Rolling the dice with food poisoning seems so much easier.
7 thoughts on “Making Your Own Mayonnaise for Cowards – Atkins Induction Day 10 (with 07/05/13 Update)”
Wow. You made mayo. I love Hellman’s but I might give this a go. I was at Trader Joes last weekend, this olive oil was on the list, but I didn’t look for it or buy it. Brain fart.
If you don’t do the mayo – at *least* try this olive oil.
That sounds… sinful. Sinfully delicious 😀 I love mayo too but I can’t stomach raw eggs, so it’s just plain mustard as far as condiment choice go.
So with raw eggs it’s the ‘ick’ factor?
I grew up in a family with little interest in ‘exotic’ foods, but as I grew older I was taken out of my comfort zone and fed things I would have never believed I would ever eat. Sashimi – a slab of cold, raw fish, is one example.
To my surprise – I like it – and a lot of other stuff. I took the approach: millions of people eat it – why not give it a try. Sometimes it *was* gross, but I came to enjoy so much of it I am usually game to try nearly anything. It helps your diet to widen your horizons as well – you don’t get bored as easily.

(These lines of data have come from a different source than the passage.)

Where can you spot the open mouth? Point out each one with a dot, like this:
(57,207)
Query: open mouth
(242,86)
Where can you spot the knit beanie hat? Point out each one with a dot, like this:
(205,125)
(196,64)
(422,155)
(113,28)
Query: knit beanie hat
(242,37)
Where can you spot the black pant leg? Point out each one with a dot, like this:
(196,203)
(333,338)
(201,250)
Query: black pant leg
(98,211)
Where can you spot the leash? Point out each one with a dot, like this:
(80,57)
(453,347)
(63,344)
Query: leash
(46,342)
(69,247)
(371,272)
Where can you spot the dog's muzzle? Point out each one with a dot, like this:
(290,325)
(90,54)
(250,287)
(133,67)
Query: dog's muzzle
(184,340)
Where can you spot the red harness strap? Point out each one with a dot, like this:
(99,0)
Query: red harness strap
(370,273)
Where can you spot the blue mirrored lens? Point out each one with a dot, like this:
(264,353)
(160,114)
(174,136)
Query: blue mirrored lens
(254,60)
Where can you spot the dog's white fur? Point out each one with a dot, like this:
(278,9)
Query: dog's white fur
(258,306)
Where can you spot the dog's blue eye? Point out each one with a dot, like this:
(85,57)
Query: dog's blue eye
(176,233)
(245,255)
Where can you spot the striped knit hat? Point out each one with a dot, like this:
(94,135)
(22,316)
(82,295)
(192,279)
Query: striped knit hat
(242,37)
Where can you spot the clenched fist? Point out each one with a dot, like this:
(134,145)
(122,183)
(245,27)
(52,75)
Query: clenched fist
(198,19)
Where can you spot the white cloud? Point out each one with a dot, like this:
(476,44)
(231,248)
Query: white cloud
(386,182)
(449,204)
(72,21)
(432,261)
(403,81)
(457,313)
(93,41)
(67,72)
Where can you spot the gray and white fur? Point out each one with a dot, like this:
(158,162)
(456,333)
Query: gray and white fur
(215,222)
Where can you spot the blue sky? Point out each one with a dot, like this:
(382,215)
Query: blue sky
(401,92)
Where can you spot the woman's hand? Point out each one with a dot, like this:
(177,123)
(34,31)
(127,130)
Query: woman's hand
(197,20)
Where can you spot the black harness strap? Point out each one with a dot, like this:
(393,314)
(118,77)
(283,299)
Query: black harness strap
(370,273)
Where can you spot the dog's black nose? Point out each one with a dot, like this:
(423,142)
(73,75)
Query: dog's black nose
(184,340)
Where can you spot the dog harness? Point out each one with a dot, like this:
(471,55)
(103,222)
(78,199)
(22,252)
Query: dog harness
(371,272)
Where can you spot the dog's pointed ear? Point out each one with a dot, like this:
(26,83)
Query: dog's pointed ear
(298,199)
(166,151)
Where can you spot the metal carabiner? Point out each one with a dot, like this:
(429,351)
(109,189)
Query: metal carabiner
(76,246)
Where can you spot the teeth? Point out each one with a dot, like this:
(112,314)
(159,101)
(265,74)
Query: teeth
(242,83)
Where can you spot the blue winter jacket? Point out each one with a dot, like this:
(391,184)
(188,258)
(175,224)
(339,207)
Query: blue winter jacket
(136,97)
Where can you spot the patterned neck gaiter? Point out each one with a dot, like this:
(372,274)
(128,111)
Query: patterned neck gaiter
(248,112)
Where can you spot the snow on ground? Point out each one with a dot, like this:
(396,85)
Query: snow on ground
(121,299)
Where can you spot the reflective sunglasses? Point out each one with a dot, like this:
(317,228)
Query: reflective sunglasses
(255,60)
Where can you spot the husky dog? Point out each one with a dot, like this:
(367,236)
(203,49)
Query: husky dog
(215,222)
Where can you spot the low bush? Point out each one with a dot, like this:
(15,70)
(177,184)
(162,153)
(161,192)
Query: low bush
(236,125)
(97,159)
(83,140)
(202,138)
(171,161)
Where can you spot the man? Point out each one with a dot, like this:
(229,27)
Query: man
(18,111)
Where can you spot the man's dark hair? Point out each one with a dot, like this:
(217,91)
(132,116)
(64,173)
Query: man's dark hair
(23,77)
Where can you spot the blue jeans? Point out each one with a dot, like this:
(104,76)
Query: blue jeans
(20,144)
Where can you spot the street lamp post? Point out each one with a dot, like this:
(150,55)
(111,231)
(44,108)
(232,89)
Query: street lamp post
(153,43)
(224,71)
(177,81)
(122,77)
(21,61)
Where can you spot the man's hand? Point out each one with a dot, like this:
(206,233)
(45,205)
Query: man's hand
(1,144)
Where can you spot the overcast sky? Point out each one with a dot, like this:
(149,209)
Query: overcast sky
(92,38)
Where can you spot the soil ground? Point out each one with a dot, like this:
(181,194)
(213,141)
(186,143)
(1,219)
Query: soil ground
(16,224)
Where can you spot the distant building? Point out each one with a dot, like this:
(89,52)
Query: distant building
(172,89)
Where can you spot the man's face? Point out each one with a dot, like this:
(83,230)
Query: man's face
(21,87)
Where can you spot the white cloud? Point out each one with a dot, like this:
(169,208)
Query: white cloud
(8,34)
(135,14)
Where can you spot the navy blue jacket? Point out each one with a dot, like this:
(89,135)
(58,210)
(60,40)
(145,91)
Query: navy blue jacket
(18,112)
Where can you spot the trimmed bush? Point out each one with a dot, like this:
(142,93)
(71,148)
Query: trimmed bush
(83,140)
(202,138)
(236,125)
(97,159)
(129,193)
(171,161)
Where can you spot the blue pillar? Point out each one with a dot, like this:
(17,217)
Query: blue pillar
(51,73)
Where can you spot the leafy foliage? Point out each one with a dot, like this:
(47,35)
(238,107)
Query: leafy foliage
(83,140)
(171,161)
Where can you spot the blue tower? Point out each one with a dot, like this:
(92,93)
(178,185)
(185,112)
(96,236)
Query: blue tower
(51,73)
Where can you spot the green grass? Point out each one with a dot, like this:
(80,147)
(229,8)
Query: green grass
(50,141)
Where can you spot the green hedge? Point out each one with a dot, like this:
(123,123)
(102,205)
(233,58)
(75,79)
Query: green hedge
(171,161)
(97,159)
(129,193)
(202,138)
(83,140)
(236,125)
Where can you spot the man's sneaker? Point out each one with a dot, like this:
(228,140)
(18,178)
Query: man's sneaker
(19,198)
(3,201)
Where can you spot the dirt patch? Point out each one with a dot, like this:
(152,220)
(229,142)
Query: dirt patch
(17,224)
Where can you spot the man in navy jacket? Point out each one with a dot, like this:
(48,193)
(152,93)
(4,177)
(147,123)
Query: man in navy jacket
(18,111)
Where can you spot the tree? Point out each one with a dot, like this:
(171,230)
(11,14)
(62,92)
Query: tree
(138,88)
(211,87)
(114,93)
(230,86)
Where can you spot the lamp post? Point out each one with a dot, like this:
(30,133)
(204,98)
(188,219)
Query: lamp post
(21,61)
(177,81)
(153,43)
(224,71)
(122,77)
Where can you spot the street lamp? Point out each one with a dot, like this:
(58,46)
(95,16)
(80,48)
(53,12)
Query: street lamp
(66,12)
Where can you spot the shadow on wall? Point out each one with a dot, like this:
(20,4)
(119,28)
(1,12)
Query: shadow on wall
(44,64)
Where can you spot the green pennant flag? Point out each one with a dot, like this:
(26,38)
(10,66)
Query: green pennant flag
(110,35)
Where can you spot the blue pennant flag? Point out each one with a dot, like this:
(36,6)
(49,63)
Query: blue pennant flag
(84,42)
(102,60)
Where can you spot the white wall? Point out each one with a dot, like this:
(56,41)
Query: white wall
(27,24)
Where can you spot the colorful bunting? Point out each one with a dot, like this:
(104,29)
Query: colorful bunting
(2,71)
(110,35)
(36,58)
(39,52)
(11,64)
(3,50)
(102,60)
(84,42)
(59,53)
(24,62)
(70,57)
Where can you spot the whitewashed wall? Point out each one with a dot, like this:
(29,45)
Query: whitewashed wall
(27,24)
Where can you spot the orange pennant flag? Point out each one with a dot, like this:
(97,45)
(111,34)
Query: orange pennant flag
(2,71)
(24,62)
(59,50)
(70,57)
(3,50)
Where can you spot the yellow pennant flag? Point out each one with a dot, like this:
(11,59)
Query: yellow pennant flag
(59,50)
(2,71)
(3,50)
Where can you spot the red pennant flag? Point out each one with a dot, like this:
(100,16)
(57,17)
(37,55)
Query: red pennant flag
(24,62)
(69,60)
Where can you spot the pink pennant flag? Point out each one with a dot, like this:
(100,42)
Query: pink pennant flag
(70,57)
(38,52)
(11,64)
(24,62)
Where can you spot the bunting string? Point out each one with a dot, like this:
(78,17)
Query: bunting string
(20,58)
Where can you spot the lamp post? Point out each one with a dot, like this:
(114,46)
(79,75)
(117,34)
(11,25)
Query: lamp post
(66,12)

sounds great! Your Lighter Side (low carb) site has a great recipe for mayo as well!
I pasteurize the eggs myself, I found the instructions online, let eggs sit on counter for 15 min. place in cold water let temp. come to 145 degrees turn off stove and let eggs sit in pan 15 minutes. I then use the eggs for mayo. I use light olive oil so the flavor is not so strong and lemon juice only no vinegar (one less processed ingred.)
I have made this a few times and am becoming less and less fearful of the raw eggs, but I’m sure there are many people out there who would like to try this but are fearful – and your little tip on pasteurizing might give them the oomph to try. Thanks.